ND   JMC : History of Medieval Philosophy / by Maurice De Wulf

440. Pantheistic Naturalism. -- Of all the conceptions that emphasize the esthetic optimism of Nature, pantheism is the most alluring. The deified cosmos is endowed with one all-embracing life, and all the palpitations of this colossal organism are explained on the ancient theory of the world-soul.

PATRITIUS (Patrizzi, 1529-1597) was a Platonist, and one of Aristotle's most implacable adversaries. But the Platonism, or rather Neo-Platonism, which he advocated, was in the main a theory in explanation of the physical universe. Accusing scholasticism of doing ill service to the Catholic faith, he went so far as to request Pope Gregory XIV. to impose on the Christian Church the new philosophical synthesis of which he himself was the author. His principal work, Nova de Universis Philosophia, is divided into four parts: Panaugia, Panarchia, Panpsychia, Pancosmia, devoted respectively to the study of light, of first principles, of life, and of the order of the cosmos. The Absolute One, Unomnia, Sole Reality and Supreme Goodness, produces within Himself the Blessed Trinity, and without Himself the universe, invisible and visible. In this process of descending emanation (Plotinus) the world-soul is one of the stages. Creation is meaningless, since the creature is a continuation of the Being of the Creator. It is the world-soul that communicates life and movement to terrestrial beings, man included. Patrizzi explains all the phenomena of physical Nature by a theory of light (Panaugia) analogous to that of Telesius.

GIORDANO BRUNO (1548-1600) was another ardent champion of pantheism. He wrote many works in Latin and Italian: the principal are Dialoghi della Causa Principio ed Uno; Degli Eroici Furori; Dell' Infinito Universo e dei Mondi. He was influenced by Raymond Lully and still more by Nicholas of Cusa.

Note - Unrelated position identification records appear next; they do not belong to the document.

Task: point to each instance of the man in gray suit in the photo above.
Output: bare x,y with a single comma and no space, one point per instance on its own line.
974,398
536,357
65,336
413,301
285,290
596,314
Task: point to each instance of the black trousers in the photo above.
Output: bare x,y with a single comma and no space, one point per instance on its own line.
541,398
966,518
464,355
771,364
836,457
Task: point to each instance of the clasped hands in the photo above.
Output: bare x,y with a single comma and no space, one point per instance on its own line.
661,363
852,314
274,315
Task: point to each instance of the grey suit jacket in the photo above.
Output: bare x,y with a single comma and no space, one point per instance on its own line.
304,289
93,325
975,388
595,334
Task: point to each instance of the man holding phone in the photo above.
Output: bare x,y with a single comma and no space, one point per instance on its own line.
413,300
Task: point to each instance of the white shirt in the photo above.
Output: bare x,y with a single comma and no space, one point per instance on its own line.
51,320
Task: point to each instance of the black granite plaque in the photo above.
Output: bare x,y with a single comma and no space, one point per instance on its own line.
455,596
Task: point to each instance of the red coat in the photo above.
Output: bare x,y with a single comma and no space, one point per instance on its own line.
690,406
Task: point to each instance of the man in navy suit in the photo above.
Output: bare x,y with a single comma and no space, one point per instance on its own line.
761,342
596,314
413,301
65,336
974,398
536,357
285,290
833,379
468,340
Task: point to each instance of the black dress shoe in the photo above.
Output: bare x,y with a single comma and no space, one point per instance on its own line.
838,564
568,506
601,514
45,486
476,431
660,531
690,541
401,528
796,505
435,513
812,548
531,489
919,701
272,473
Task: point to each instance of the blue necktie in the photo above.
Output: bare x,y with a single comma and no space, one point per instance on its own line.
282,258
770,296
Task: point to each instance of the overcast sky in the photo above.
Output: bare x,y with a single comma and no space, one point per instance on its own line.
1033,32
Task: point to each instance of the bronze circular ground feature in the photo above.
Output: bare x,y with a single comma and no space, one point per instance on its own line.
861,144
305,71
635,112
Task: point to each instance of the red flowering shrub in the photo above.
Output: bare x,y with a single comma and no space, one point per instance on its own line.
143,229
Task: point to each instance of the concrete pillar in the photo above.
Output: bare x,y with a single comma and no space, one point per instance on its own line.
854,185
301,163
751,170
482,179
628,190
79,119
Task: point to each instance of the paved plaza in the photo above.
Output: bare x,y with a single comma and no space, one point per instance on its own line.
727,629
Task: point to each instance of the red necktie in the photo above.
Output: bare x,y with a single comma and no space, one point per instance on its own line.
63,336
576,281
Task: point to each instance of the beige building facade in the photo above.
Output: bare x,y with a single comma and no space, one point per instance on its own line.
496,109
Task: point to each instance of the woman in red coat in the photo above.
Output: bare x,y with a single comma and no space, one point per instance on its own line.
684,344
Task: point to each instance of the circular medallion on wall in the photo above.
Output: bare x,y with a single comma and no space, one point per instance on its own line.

The entire immanence of God in the world is the fundamental thesis in Bruno's philosophy. God is the complicatio omnium, the coincidentia oppositorum (418); and the ever-changing flow of phenomena is but the explicatio of an eternal monist force, invariable in its substance, omnibus praesentissimus. The "accidents" of this substance spring from one original, underlying matter, which is the passive basis of all possibility. One single form, the world-soul -- a universal intelligence which is the active principle of all possibility -- vivifies this matter (as formal cause) and produces by its own internal plasticity (as efficient cause) the diversity of beings in the universe. At bottom, the original matter and the primitive form coincide, for they are only two aspects of the same reality. The matter is God by the same right and title as the form: in accordance with the teaching of David of Dinant, whose authority is invoked by Bruno (208). The world-soul plays the role of final cause also. The term of its evolutions, through which it passes consciously, is the realization of the best world possible. Everything in Nature is beautiful, because everything there lives with a Divine life.

Bruno explains in detail how this world-soul, identical with the Deity, comes to communicate itself to Nature. In his Physics he follows Telesius; in his account of the universe he avails himself of the new Copernican theory. Psychology holds a secondary place in his system. Man is no longer the centre of philosophy, any more than the earth he inhabits is the centre of the universe. His soul, like his body, is an offshoot of the Divine, and if it is immortal, its immortality consists in its uniting with new material components after each successive dissolution. Needless to say, there is no place for free-will in this dynamic evolution of the Divine. The process of cognition is modelled after the general theory of the world, and, in its highest stage, it gives the mind an insight into the monism we have just outlined.

In his Latin writings Bruno toned down this pantheism somewhat, without, however, abandoning its main principles.